Background: The NIDDK IBD Genetics Consortium (IBDGC) collects DNA and phenotypic data from inflammatory bowel disease (IBD) subjects to provide a resource for genetic studies. No previous studies have been performed on the reliability and validity of phenotypic determinations in either Crohn's disease (CD) or ulcerative colitis (UC) using primary records. Our aim was to determine the reliability and validity of these phenotypic assessments.
Methods: The de-identified records of 30 IBD patients were reviewed by 2 phenotypers per center using a standard protocol for phenotypic assessment. Each phenotyper evaluated 10 charts on 2 occasions 5 months apart. Reliability was expressed as the kappa (kappa) statistic. Performance characteristics were determined by comparison to a consensus-derived "gold standard" and by generation of receiver operating characteristic (ROC) curves.

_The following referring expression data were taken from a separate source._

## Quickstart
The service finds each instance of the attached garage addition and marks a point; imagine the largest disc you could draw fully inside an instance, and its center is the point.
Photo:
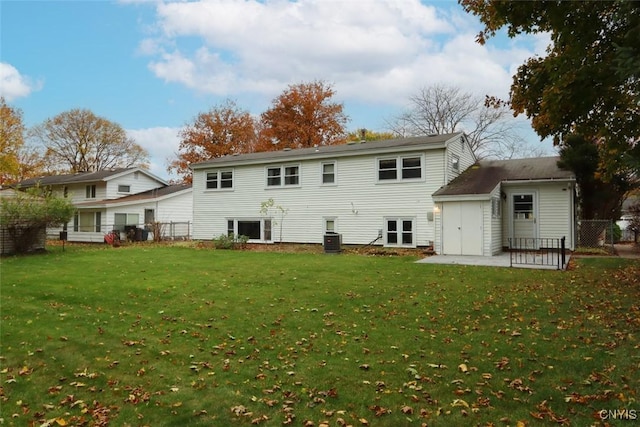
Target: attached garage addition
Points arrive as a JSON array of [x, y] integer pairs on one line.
[[497, 200]]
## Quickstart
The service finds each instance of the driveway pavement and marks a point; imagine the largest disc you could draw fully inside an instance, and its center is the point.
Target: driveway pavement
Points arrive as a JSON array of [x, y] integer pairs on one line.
[[627, 250]]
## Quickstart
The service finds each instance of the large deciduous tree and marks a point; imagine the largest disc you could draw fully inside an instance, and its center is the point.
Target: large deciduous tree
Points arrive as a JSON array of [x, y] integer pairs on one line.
[[27, 214], [223, 130], [589, 81], [303, 116], [79, 141], [11, 141], [599, 198], [440, 109], [18, 159]]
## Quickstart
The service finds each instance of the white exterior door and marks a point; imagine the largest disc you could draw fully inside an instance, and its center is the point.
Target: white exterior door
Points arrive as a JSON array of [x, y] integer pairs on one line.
[[462, 228], [525, 222]]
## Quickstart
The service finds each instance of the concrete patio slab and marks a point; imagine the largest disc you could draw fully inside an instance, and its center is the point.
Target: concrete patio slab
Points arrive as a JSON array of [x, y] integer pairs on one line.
[[501, 260]]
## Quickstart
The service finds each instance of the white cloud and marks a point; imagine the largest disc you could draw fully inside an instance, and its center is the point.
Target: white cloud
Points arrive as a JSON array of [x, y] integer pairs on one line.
[[264, 46], [14, 85], [375, 52], [161, 143]]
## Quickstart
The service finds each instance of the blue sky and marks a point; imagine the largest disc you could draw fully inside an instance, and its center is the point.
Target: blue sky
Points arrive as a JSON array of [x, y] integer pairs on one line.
[[152, 66]]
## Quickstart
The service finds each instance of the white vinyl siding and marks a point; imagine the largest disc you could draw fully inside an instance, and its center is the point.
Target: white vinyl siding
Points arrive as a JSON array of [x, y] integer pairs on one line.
[[458, 153], [329, 173], [111, 188], [553, 211]]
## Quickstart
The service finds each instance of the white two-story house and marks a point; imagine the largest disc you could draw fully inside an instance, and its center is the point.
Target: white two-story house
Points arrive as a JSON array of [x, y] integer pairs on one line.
[[369, 192], [119, 200]]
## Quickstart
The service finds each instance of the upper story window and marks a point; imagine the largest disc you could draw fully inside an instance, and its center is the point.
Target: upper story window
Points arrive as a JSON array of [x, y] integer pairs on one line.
[[400, 168], [288, 175], [90, 191], [523, 206], [328, 173], [222, 179]]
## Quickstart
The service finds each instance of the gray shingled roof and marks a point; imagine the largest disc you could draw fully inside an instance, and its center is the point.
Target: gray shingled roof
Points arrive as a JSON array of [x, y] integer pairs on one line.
[[389, 145], [72, 178], [483, 177]]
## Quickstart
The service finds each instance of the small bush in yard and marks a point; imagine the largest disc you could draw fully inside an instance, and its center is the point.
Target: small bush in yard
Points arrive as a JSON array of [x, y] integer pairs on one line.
[[230, 241]]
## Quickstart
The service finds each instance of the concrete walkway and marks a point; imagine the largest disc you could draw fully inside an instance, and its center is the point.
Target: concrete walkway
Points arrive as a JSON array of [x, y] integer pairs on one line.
[[501, 260], [627, 250]]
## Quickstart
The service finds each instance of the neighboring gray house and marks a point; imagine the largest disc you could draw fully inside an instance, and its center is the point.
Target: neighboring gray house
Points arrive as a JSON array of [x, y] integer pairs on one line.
[[495, 200], [116, 199]]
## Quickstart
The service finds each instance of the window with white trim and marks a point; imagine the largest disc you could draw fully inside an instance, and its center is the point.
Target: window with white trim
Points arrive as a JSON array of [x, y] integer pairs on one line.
[[400, 232], [283, 175], [121, 221], [219, 180], [87, 222], [400, 168], [523, 206], [90, 191], [256, 229], [328, 173]]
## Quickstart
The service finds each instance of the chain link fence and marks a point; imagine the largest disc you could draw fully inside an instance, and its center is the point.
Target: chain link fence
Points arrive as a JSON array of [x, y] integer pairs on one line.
[[596, 234]]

Results: Agreement for diagnosis was excellent (kappa = 0.82; 95% confidence interval [CI]: 0.71-0.92). Agreement for CD location was good for jejunal, ileal, colorectal, and perianal disease with kappa between 0.60 and 0.74 but was fair for esophagogastroduodenal (kappa = 0.36). Agreement for UC extent (kappa = 0.67; 95% CI: 0.48-0.85), and CD behavior (kappa = 0.67; 95% CI: 0.49-0.83) were very good. Area under the ROC curves was greater than 0.84 for diagnosis, CD behavior, UC extent, and ileal and colonic CD location.
Conclusions: IBD phenotype classification using a standard protocol exhibited very good to excellent inter- and intrarater agreement and validity. This study highlights the importance of standard protocols in generating reliable and valid phenotypic assessments. The data will facilitate estimates of phenotyping misclassification rates that should be considered when making inferences from IBD genotype-phenotype studies.